Interview with Chuck Sommerville,
Designer of Chip's Challenge
MS: Chip's Challenge is one of the first games to use elements of the classic Sokoban puzzle and expand the idea with many new game elements. How did the idea for Chip's Challenge originate?
Chuck Sommerville: Chip's Challenge was originally written to expand the initial product release for the Atari Lynx hand held game system. I was on the development team at Epyx when the hand held games were being designed. I was working on a tank game for the Lynx that was canceled. I then wrote support code and did level design for some of the other initial Lynx games. Since I had some free time, I decided to propose a map based puzzle game. It really was a throwback to the first game I ever published called Snake Byte for the Apple II, also a simple map based action/puzzle game. Since Epyx was desperate for more games for the Lynx launch, I was given the go-ahead. So, I got to do the game I always wanted to play myself, free from the restraints of the marketing people who thought they knew what would sell.
Inspired by Sokoban, Boulder Dash, Crystal Caverns, and Lode Runner, I wrote the basic game engine in just a few weeks. I also spent a lot of time working at home after hours on it. Luckily for me, many of the programmers for the other Lynx titles were finished with their products and just helping them through test. I got to use their talent for level design (you can see their names in the credits of the Lynx version). I also hired a good friend Bill Darrah, who designs puzzles for the world's top elite puzzle collectors, to design levels for Chip's Challenge. He was happy to get paid a decent fee to do what he was born to do. He designed about 1/3 of the original levels, I designed about 1/3 of them, and the remainder were designed by the rest of the team. I also had an army of testers coming off other products to prove that all the levels were solvable and to report on how fun and how difficult the levels were. I was given the editorial control of which levels went into the game, and in what order.
MS: You created many of the original levels of the game. What were your sources of inspiration, and what design tips would you give our Return To Wonderland players who enjoy creating their own levels?
Chuck Sommerville: The levels I designed were inspired by random thoughts, and the possibilities of the game elements themselves. One way to come up with a new idea is to think of ways to use an element in a manner that you have never seen it used before. As an example from Chip's Challenge, monsters, buttons and doors could be used to build a simple counter that would determine the time when the access to a particular part of the maze would close. So the solution had to involve getting to that access point before the monster machine timer finished counting down.

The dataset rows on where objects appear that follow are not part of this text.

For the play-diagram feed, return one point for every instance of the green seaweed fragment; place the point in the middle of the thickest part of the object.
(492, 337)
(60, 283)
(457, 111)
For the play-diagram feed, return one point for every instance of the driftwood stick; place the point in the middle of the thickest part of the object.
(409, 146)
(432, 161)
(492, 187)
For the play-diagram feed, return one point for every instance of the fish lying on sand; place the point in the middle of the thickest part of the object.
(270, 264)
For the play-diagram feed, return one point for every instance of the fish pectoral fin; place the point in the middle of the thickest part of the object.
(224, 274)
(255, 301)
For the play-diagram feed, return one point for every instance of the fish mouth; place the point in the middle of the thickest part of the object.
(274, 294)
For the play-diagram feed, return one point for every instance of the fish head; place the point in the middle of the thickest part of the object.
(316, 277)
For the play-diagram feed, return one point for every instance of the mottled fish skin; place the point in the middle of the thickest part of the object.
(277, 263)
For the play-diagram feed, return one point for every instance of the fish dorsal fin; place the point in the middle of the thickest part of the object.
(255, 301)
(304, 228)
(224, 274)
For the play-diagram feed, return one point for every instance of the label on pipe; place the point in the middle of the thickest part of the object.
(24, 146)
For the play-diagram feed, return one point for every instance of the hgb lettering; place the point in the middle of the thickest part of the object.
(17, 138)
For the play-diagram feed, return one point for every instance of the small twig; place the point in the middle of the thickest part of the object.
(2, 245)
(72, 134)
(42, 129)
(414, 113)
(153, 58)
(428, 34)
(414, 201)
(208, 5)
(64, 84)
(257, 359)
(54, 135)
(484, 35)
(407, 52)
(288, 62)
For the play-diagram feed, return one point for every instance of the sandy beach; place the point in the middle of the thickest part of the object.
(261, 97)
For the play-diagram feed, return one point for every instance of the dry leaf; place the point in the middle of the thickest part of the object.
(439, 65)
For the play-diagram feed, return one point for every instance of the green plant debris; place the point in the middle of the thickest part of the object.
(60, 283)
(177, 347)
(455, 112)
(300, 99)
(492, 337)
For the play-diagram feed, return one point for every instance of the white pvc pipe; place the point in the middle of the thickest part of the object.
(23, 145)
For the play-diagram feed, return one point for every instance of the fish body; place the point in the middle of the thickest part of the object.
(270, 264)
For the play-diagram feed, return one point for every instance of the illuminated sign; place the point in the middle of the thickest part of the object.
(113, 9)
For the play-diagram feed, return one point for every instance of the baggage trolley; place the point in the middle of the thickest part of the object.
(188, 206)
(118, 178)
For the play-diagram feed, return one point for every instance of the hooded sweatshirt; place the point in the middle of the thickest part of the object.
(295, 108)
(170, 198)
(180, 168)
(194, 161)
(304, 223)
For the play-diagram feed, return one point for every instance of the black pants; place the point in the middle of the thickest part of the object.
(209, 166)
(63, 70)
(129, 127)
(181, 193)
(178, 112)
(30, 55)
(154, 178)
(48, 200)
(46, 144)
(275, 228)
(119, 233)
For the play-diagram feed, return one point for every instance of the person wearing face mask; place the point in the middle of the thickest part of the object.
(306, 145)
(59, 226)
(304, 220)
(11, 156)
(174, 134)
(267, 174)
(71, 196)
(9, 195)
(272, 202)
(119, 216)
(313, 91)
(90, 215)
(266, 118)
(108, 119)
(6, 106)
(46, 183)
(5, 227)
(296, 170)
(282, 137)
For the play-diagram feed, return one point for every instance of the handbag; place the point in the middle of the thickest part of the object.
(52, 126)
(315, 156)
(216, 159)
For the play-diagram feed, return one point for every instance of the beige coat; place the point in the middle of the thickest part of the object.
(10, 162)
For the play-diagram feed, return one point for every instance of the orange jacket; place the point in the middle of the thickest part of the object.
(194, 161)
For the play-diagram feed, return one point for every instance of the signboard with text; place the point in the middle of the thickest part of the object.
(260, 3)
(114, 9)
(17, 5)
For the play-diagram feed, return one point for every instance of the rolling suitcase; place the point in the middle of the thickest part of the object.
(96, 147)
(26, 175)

Another way to make a good level design is to come up with an idea inspired by a real life process and try to model it in the level. One of the designers, Peter Englebright, came up with a most interesting level, "Perfect Match", which was inspired by a description of bubble memory.
Bubble memory was an experimental form of computer memory with a string of bits that were continuously rotating around on a circuit. He built a level that did a simple simulation of this process. You could add a bit with a clone machine or delete a bit by diverting a monster to drown. It was an imaginative design.
Another good tip for level design is to avoid levels that are designed to be tedious, doing the same thing over and over again. It is much more interesting to make a level have many solution, and make searching for the optimal solution part of the goal. The designer may not even know what the optimal solution is. The way to design a level like this is to give the player lots of trade off decisions to make, like "Do I get more points going after that bonus point, or does the time it takes to collect it make it cost more than it's worth?" A handful of decisions like this can make the combinational possibilities large, and the search difficult. Optimal block pushing puzzles can also work this way.
Do you have plans for the future of Chip or other puzzle games?
I always have plans. Actually doing it is another thing. Remember, that game writing is no longer a full time job for me. I have a real day job that pays my bills. For a few years now I have been working on a game I call "Puzzle Studio." I have almost nothing to show for it though, because
I keep restarting the project and re-defining it. The plan is for the game to not only include the ability to design levels, but also for programmers to be able to easily add new game elements. As far as Chip is concerned, I know people are awaiting CC2. Keep up hope, I do. The prospect is never dead as long as CC1 is still popular. CC2 may someday see the light of day.
MS: Chuck, thank you very much for your time!